We’re also really interested in how much location and face-to-face interaction plays a part in the success of startups. Often, creative hubs are quite densely populated, like London, New York and San Francisco. Even Florence during the 16th century was a pretty dense city with Da Vinci and the Medicis bumping into each other often. These kind of places encourage interesting interactions, great support networks, creative thinking and the kind of healthy competition entrepreneurs get off on.
Floq HQ is in Perth, the most isolated city on the planet ,so we wanted to see if Australia had any dense hubs for startups.
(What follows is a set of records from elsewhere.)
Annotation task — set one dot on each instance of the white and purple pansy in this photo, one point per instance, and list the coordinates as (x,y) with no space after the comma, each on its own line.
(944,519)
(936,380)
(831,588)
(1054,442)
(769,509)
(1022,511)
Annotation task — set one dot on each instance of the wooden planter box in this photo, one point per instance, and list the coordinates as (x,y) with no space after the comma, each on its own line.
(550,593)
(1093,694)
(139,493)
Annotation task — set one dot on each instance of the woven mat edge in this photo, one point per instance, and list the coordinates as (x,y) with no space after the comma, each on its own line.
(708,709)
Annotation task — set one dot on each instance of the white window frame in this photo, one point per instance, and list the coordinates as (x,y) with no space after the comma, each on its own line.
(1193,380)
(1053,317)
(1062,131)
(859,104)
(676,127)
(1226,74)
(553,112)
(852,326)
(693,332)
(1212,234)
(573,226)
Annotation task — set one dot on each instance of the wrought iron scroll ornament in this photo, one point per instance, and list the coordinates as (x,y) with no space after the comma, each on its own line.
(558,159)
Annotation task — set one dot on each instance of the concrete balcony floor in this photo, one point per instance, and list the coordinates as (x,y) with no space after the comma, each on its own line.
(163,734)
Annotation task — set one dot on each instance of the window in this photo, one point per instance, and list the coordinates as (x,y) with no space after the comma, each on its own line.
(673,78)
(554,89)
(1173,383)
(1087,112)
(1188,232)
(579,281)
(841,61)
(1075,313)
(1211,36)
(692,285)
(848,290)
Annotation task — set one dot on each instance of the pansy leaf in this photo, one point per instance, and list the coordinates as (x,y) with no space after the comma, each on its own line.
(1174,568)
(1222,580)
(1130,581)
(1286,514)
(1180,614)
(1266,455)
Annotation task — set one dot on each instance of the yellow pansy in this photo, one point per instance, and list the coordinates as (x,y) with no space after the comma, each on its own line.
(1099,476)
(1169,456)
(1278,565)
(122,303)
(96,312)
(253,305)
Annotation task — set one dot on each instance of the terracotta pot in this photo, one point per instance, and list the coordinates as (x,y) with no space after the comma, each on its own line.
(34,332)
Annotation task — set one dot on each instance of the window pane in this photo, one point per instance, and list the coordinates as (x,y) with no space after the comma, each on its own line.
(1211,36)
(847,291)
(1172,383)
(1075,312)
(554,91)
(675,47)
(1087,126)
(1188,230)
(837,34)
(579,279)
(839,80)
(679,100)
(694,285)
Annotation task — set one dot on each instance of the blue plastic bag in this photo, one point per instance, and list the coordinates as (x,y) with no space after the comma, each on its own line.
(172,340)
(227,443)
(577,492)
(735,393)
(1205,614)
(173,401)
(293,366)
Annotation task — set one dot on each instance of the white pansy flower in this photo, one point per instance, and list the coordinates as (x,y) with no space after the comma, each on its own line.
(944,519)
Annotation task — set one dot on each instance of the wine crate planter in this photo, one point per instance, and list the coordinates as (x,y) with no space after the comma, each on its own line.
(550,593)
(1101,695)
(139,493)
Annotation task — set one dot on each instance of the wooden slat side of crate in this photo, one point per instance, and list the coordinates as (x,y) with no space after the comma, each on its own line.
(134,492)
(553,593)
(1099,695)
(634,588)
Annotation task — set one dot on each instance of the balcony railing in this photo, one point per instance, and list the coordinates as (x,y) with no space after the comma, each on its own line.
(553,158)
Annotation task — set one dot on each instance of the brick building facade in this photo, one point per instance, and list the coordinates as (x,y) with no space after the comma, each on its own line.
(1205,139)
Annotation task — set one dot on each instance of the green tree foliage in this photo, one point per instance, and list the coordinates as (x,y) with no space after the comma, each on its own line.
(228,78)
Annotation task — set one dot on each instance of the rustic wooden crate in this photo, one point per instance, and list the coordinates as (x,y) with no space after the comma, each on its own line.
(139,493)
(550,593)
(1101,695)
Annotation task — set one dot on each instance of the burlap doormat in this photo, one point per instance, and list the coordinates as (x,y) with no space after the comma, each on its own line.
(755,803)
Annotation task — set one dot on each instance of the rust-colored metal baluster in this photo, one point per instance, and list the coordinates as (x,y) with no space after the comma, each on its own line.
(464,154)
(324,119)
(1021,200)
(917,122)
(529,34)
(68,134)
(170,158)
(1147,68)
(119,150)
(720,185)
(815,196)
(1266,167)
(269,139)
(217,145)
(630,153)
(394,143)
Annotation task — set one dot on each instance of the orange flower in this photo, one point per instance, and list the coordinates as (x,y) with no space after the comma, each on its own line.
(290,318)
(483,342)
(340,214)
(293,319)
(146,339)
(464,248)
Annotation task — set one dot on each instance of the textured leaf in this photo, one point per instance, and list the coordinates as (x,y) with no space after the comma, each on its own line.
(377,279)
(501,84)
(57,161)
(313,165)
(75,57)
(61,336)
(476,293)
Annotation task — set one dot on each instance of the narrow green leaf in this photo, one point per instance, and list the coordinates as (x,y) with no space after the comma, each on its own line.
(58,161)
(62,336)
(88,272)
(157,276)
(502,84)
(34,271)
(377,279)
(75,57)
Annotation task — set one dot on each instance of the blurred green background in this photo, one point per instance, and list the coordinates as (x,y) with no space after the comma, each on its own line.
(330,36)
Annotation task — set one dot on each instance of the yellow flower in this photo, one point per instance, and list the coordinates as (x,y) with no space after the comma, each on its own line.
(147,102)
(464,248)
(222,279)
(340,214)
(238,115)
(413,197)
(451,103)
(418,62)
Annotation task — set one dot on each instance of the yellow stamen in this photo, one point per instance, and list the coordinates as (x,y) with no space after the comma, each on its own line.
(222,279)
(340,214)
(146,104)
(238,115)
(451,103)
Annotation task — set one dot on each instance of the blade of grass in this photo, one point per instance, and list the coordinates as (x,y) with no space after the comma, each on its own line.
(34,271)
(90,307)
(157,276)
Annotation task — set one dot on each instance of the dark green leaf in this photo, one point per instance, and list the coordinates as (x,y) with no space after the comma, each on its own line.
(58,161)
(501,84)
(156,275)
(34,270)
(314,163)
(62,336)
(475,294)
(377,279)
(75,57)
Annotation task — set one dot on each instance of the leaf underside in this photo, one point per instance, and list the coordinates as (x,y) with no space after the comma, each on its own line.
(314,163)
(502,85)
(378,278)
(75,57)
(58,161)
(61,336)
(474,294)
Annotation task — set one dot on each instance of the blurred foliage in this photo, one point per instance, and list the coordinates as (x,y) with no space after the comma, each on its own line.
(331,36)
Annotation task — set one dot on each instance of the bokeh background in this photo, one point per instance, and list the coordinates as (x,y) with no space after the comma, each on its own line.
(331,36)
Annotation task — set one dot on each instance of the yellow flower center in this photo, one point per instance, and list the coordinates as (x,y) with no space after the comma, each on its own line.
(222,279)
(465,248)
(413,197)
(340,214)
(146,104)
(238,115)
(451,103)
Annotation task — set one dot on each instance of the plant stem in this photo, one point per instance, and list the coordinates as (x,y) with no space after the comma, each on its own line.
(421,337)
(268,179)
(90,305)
Hopefully this will help young turks pick the best spot to place their office, and hell, we might even move our own office.
What we learned
We were keen to learn how supportive different cities are across different factors – family, friends, mentors and investors. We had a sneaking suspicion that investors would come out badly, but it’s a shame to see that they do score so poorly. I think this data highlights that Australia is still quite conservative when it comes to approaching the digital economy. VCs and non tech angels are still more focused on traditional industries like mining and manufacturing despite the 32% growth the Australian digital economy is experiencing.
What surprised us
We were really surprised by how large the Brisbane startup scene is. It doesn’t seem to get any national press, and I couldn’t name you one startup I know from Brisbane. But not only does it have 20% of the startups on the infographic, it’s still growing as we speak and should overtake Melbourne in numbers in the next few days. Not only does that show you how many startups are based in BrisVegas, as they call it, but also how pumped the community is that they can work together so well to double the numbers overnight.